Indicative of the Nashville scene`s economic health is the number of record releases scheduled to take advantage of the gift-buying season, especially the debut productions by brand-new artists.

There are at least 10 albums by these alone. They include CBS Records`

Joe Diffie (whose just-released first single, ”Home,” appears to be a runaway hit), Sept. 25, and Billy and Terry Smith, Oct. 23; MCA`s McBride and The Ride, Sept. 18, and Mark Chesnutt, Oct. 16; Warner Bros.` Beth Nielsen Chapman, Sept. 25; RCA`s Matraca Berg, Oct. 9, and Capitol`s Billy Dean and The Goldens, both this week, and Paul David Wells, Sept. 24, and Verlon Thompson, Nov. 5. A debut single is scheduled for Arista`s Rob Crosby sometime in October, and Oct. 15 Mercury will offer what will be a debut duet single for up-and-comers Daniele Alexander and Butch Baker.
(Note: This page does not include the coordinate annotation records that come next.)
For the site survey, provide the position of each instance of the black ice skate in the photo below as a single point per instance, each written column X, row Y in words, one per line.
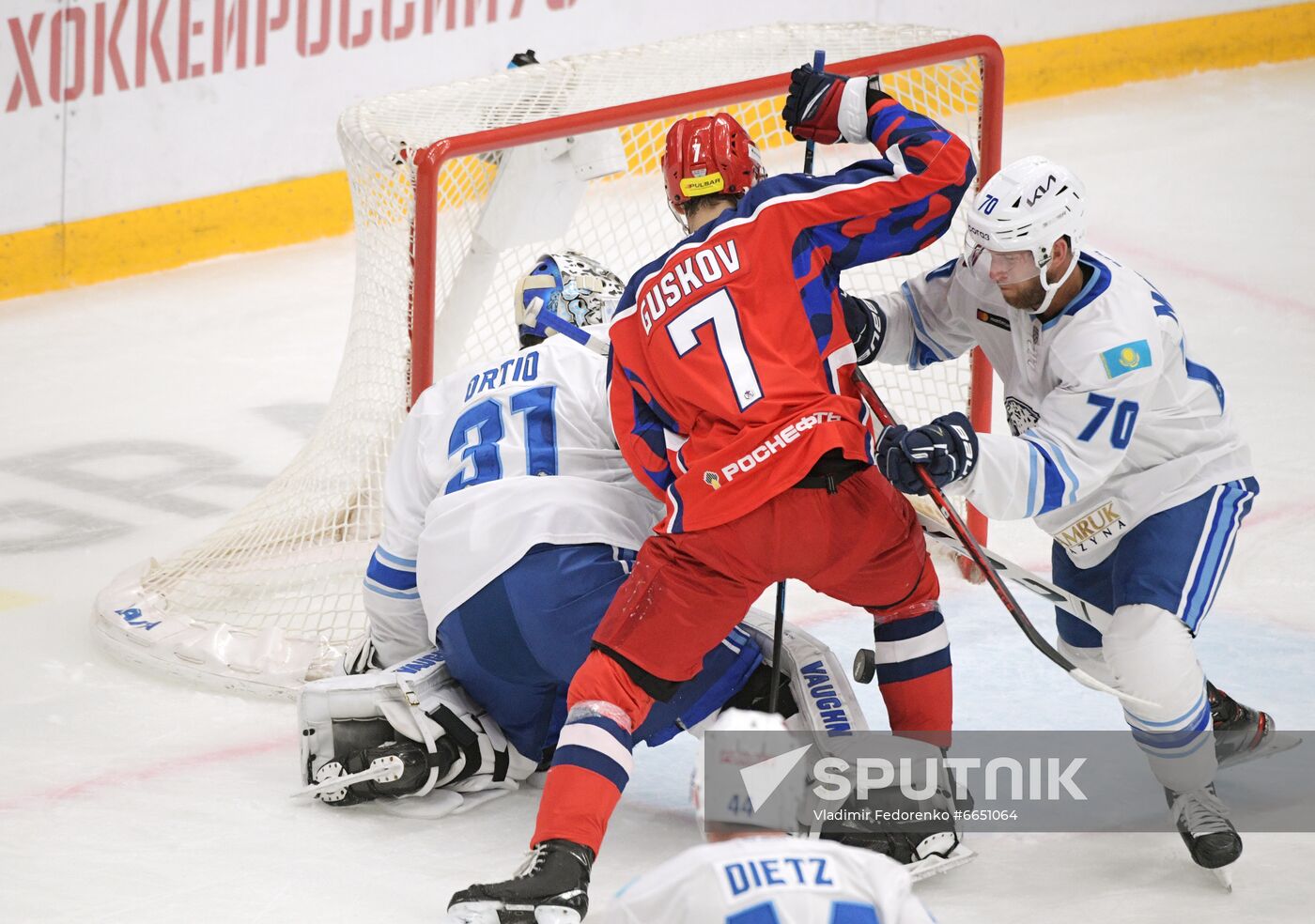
column 1243, row 733
column 1203, row 823
column 551, row 886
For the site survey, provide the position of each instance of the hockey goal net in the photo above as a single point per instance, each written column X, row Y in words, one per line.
column 456, row 190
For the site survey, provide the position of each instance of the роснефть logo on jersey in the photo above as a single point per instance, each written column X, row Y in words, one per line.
column 769, row 447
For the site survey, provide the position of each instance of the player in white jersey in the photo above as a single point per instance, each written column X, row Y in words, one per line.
column 1120, row 446
column 762, row 877
column 512, row 519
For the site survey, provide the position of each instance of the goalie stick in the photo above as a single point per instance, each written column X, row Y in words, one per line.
column 979, row 558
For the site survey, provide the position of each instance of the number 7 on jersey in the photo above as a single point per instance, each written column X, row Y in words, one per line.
column 719, row 312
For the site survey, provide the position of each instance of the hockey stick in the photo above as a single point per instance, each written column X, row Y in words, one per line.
column 979, row 558
column 1088, row 612
column 818, row 62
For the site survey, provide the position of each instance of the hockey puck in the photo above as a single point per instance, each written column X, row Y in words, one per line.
column 864, row 665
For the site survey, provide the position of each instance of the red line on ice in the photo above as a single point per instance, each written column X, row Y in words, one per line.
column 138, row 775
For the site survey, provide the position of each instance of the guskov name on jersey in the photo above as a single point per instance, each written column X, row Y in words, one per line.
column 772, row 444
column 703, row 267
column 523, row 367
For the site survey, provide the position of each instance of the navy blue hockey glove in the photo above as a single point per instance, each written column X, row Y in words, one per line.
column 947, row 447
column 812, row 105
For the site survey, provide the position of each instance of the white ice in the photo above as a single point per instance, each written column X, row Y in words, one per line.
column 134, row 414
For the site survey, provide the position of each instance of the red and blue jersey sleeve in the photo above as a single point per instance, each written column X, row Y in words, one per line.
column 883, row 207
column 732, row 365
column 641, row 426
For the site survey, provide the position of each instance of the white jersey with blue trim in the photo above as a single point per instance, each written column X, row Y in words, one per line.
column 492, row 460
column 1108, row 420
column 771, row 880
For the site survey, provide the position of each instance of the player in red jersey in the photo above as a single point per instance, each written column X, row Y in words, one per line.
column 733, row 400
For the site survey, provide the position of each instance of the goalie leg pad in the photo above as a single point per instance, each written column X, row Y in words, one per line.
column 413, row 716
column 818, row 683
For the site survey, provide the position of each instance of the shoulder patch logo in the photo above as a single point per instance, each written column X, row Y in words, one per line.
column 1126, row 358
column 1021, row 417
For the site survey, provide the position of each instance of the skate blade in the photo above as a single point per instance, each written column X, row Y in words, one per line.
column 923, row 869
column 497, row 913
column 1225, row 877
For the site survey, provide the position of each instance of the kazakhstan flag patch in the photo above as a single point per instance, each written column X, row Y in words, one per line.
column 1124, row 359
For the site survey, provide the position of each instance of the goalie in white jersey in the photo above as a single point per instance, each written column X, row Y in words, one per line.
column 1121, row 446
column 756, row 875
column 512, row 519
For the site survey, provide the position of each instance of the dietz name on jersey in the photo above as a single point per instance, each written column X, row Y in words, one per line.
column 704, row 267
column 769, row 447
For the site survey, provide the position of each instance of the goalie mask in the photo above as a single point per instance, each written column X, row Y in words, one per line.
column 1014, row 223
column 563, row 292
column 706, row 155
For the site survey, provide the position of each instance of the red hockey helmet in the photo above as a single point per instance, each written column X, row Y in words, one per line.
column 709, row 154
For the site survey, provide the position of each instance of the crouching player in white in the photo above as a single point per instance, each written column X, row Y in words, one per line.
column 510, row 522
column 753, row 875
column 1121, row 447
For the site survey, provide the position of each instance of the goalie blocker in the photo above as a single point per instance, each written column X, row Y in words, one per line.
column 401, row 732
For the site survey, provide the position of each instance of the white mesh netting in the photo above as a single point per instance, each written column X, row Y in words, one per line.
column 292, row 560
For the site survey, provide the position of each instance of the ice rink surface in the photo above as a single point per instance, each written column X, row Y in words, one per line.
column 135, row 414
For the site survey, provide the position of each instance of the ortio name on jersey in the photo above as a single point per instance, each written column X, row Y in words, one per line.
column 525, row 367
A lot of more familiar names will have new albums on the market. CBS will offer new ones by Tammy Wynette, Sept. 25, and Willie Nelson, Oct. 9; Warner Bros., Kenny Rogers, this week, and Emmylou Harris, Oct. 16; Capitol, Barbara Mandrell and Suzy Bogguss, both this week, and Gary Morris and Wild Rose, both Sept. 24; RCA, Don Williams, Oct. 9, and K.T. Oslin, Nov. 6; and MCA, Conway Twitty and James House, both Sept. 18, and Joe Ely, Oct. 16.

Warner Bros. will offer a Highway 101 ”Greatest Hits” this week, while CBS has scheduled a Merle Haggard: Greatest Hits of the `80s for Oct. 23.

Some of the most telling evidence of country music`s reintegration into the American mainstream is random. It includes George Strait`s upcoming stint at the Las Vegas Hilton, Dec. 4-8, the Desert Rose Band`s Oct. 3 date at the Bottom Line in New York and Alan Jackson`s Sept. 23d stop at the Gene Autry Museum in Los Angeles.